その気持ち悪さを堪えながら、警備隊が去るのをひたすら待った。

だんだんと荒くなる息を感じたのか、ユキナが心配そうな視線を送ってきた。
ユウゴは大丈夫だと頷いてみせる。

「あいつはどこだ?殺ったのか?」
突然、ユウゴの目の前に二人分のブーツが現れた。
「いや、今、死んでる奴の顔を確認してるが、見当たらない」
すると、一人が舌打ちする。
「逃げたのか?しぶとい野郎だ。……まだ、近くにいるはずだな」
「ああ、一応、周りは囲ってあるから。けど、あいつら妙な抜け道知ってるからな」
「ああ。しかし、今回のプロジェクトはやっかいだな」
「まったくだ。いつもは適当に向かって来る奴らを撃ってりゃ良かったのによ。反乱集団はいるわ、電波使って挑発してくる奴らはいるわ」
二人はため息をついた。
「ったく、あの野郎、委員長を怒らせやがって。いい迷惑だ。

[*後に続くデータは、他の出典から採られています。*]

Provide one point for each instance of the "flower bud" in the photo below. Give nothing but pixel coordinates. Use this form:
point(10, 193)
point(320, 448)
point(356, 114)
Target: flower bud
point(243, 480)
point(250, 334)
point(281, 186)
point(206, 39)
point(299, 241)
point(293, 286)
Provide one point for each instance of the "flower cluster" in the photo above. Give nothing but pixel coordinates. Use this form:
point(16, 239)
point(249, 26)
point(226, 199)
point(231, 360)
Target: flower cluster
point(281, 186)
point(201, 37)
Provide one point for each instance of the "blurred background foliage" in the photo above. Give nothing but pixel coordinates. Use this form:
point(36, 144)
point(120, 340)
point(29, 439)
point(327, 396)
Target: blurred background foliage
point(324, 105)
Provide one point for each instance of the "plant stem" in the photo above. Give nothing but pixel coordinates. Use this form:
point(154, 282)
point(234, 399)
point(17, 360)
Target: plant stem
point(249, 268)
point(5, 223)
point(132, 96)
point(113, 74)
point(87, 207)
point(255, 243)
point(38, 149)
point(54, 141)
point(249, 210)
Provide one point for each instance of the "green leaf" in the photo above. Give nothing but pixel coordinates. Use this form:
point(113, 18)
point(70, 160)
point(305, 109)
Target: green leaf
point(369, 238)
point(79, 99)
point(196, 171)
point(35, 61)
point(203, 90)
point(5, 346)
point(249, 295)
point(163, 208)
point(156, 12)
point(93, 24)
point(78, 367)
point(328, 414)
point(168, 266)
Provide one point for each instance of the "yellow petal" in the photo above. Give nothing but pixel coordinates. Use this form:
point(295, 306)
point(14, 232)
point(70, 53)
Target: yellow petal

さっさと殺して、首持っていこうぜ」
「ああ」
遠くから怒鳴り声が聞こえてきた。
どうやらこの二人を呼んでいるらしい。
『はい!今行きます!』
二人は同時に声を張り上げると、走って行った。

 電波を使って挑発した奴らとは、間違いなくユウゴたちのことだろう。
彼らはユウゴたちを殺しにきたのか。
いや、あの二人の口ぶりからは狙われているのは一人だけ。
それはおそらく、一番最初にカメラに向かって挑発行為をしたユウゴ。

 覚悟はしていたが、やはり気持ちは焦る。

早く、このままどこかへ行ってくれ。

それだけを頭の中で何度も唱えていると、ユキナが肘で何かを伝えてきた。
彼女はしきりに車の後部を気にしているようだ。
ユウゴはなんとか首だけを回してユキナが見ている方向を見た。

 ポタ、ポタ、と何か液体が車体から零れ出ている。
そこから漂ってくる鼻をつく匂い。
ガソリンだった。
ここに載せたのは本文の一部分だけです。